HTTP/1.0 204 No Content
The server has fulfilled the request but there is no new information
to send back. If the client is a user agent, it should not change its
document view from that which caused the request to be generated. This
response is primarily intended to allow input for scripts or other
actions to take place without causing a change to the user agent's
active document view. The response may include new metainformation in
the form of entity headers, which should apply to the document
currently in the user agent's active view.
Source: https://www.w3.org/Protocols/HTTP/1.0/spec.html#Code204
This is also compatible with the HTTP/1.1 protocol.
I recommend using output buffering to ensure no other content is being sent by your application by mistake. Additionally there should be no need to send a Content-Length header.

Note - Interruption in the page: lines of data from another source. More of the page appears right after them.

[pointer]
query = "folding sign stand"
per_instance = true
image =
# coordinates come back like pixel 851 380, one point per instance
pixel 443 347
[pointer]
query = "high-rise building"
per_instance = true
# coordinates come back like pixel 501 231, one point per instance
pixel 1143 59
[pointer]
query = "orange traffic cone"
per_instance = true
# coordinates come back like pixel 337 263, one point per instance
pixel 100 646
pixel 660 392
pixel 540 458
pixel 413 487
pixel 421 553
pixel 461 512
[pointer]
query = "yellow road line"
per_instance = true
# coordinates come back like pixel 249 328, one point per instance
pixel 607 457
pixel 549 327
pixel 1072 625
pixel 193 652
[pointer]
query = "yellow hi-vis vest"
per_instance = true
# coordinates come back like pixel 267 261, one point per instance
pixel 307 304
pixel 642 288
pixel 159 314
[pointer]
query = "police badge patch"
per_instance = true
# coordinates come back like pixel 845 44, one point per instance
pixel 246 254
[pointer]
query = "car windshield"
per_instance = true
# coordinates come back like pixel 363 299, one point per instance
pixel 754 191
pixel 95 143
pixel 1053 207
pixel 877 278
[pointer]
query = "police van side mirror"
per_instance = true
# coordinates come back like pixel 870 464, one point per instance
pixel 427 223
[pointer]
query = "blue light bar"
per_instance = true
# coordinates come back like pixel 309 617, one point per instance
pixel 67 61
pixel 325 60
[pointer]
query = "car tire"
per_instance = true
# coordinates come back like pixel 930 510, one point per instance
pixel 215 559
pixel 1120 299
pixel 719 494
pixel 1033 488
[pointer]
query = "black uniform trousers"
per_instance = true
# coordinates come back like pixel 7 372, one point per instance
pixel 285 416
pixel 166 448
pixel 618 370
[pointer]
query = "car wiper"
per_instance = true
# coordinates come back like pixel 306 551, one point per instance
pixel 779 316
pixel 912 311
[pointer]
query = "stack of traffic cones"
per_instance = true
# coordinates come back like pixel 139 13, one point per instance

function downloadFile($path) {
if (!is_file($path) || !($fsize = filesize($path))) {
header('HTTP/1.0 204 No Content');
exit;
}
$path_parts = pathinfo($path);
header('Cache-Control: public');
header('Content-Description: File Transfer');
header('Content-Disposition: filename="' . $path_parts['basename'] . '"');
header('Content-Type: application/x-file-to-save');
header('Content-Transfer-Encoding: binary');
header('Content-length: ' . $fsize); //fsize already validated above.
return readfile($path);
}
Performing the file checks before creating the links is the simplest way to do this.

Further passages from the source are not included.